3 - Poison

7 minutes de lecture

"Tout est poison, rien n'est sans poison ; ce qui fait le poison, c'est la dose."

  • Paracelse

 Pour l'œil profane, le palais en pleine nuit était d'un calme absolu, sans aucune présence humaine hormis celle du garde occasionnel sommeillant à moitié à son poste. Mais c'était ignorer ce qui se passait sous la surface : à toute heure de la nuit, une cohorte de domestiques s'affairait en silence, allant de pièces en pièces, terminant les dernières tâches de la journée ou préparant les premières de la suivante, sans parler de tous les menus services nocturnes auxquels ils étaient affiliés. Et il était bien entendu d'eux que leur service se fasse en silence : nul ne devait troubler la quiétude nocturne, le sommeil de la noblesse et des invités occasionnels. En somme, une horde silencieuse et versée dans la discrétion la plus extrême parcourait sans relâche les couloirs.

 Et c'était précisément ces gens-là qu'elle devait s'efforcer d'éviter.

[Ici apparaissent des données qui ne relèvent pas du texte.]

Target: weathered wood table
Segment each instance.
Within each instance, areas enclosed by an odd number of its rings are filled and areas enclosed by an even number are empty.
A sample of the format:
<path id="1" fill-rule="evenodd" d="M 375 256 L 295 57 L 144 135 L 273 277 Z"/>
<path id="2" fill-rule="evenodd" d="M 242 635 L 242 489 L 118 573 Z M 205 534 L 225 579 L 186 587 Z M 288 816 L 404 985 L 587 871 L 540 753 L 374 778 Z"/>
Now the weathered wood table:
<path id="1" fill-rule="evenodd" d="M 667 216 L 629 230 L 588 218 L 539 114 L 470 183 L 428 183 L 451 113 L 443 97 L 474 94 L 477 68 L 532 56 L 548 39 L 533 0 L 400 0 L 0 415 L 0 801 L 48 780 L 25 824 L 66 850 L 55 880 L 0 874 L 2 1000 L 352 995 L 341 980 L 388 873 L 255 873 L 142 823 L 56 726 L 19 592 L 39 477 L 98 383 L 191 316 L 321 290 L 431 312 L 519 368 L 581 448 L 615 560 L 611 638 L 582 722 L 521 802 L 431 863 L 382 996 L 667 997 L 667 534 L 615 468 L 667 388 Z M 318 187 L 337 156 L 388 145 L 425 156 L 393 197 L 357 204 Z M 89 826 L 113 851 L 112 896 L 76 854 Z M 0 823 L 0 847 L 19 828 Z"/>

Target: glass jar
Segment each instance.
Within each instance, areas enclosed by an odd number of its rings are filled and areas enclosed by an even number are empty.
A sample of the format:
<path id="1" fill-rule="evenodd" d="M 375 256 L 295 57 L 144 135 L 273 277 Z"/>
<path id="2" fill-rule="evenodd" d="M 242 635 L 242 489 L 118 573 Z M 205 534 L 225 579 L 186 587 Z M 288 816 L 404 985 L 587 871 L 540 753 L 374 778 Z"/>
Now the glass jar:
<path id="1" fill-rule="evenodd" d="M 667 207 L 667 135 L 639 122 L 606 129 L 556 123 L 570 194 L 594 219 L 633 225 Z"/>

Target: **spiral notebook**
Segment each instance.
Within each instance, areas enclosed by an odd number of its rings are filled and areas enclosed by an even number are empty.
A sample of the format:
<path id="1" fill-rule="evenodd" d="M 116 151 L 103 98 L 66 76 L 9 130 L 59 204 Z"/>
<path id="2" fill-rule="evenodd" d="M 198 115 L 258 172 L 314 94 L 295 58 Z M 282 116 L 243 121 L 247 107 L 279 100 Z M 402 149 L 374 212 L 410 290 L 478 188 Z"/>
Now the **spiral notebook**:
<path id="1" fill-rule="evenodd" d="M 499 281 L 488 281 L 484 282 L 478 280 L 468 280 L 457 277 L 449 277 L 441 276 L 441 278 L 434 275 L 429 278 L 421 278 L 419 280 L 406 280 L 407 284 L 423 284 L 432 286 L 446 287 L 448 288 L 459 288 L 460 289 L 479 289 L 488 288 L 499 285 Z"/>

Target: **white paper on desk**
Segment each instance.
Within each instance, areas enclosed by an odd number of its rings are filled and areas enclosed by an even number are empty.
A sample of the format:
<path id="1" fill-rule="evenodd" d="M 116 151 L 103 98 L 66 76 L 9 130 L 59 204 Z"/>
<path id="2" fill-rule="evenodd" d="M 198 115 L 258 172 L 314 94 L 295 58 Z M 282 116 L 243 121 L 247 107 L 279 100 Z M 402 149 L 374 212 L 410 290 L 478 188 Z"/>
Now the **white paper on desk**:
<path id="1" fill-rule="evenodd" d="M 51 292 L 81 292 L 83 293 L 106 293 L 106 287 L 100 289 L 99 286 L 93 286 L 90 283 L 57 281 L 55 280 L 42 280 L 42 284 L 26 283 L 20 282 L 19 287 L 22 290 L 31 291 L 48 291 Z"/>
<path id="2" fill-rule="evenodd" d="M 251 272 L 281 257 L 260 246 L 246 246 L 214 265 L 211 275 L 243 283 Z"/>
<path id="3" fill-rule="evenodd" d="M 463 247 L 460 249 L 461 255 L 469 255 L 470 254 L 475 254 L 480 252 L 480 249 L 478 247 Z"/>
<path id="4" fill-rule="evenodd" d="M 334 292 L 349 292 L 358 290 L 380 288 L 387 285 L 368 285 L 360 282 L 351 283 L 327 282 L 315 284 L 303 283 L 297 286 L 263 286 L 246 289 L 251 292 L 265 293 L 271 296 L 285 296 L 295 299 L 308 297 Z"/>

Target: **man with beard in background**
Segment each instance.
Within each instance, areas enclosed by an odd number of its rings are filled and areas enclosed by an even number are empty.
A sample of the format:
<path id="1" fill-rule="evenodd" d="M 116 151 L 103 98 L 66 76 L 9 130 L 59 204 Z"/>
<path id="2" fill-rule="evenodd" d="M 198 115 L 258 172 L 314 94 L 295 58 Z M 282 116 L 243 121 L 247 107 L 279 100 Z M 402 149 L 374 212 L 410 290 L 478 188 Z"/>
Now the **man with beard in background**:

 Les gardes étaient prévisibles, patrouillant méthodiquement et répétitivement, ou restant immobiles à attendre, somnolents, la prochaine relève. Ils parlaient à l'occasion avec leurs compères assujettis au même sort, et, au fond, ne faisaient pas vraiment d'efforts pour être discrets. Ce n'était pas leur rôle, et ce n'était pas ce qu'on leur avait appris : ils devaient être voyants, dissuasifs par leur seule présence, et faciles à trouver en cas d'imprévu. Cela ne les rendait que trop faciles à contourner, esquiver.

 Mais les domestiques… C'était autre chose. Fort heureusement, ils restaient peu nombreux comparé au nombre employé en journée, mais le moindre serviteur déboulant au mauvais endroit au mauvais moment parce qu'un noble quelconque avait eu une petite soif au milieu de la nuit, et voilà qu'elle se retrouvait face à face avec un idiot en livrée éberlué. Bien sûr, la plupart usaient de lampes, mais beaucoup la gardaient couverte ou à moitié éteinte, de sorte qu'elle ne les voyait parfois arriver qu'au tout dernier moment. Pire encore : certains, habitués à de tels trajets nocturnes, se contentaient de la lumière lunaire se déversant par les grandes baies vitrées, ou bien des lampes aux murs allumées ici et là, si bien qu'ils n'étaient que des ombres furtives progressant d'un pas rapide et discret dans le noir.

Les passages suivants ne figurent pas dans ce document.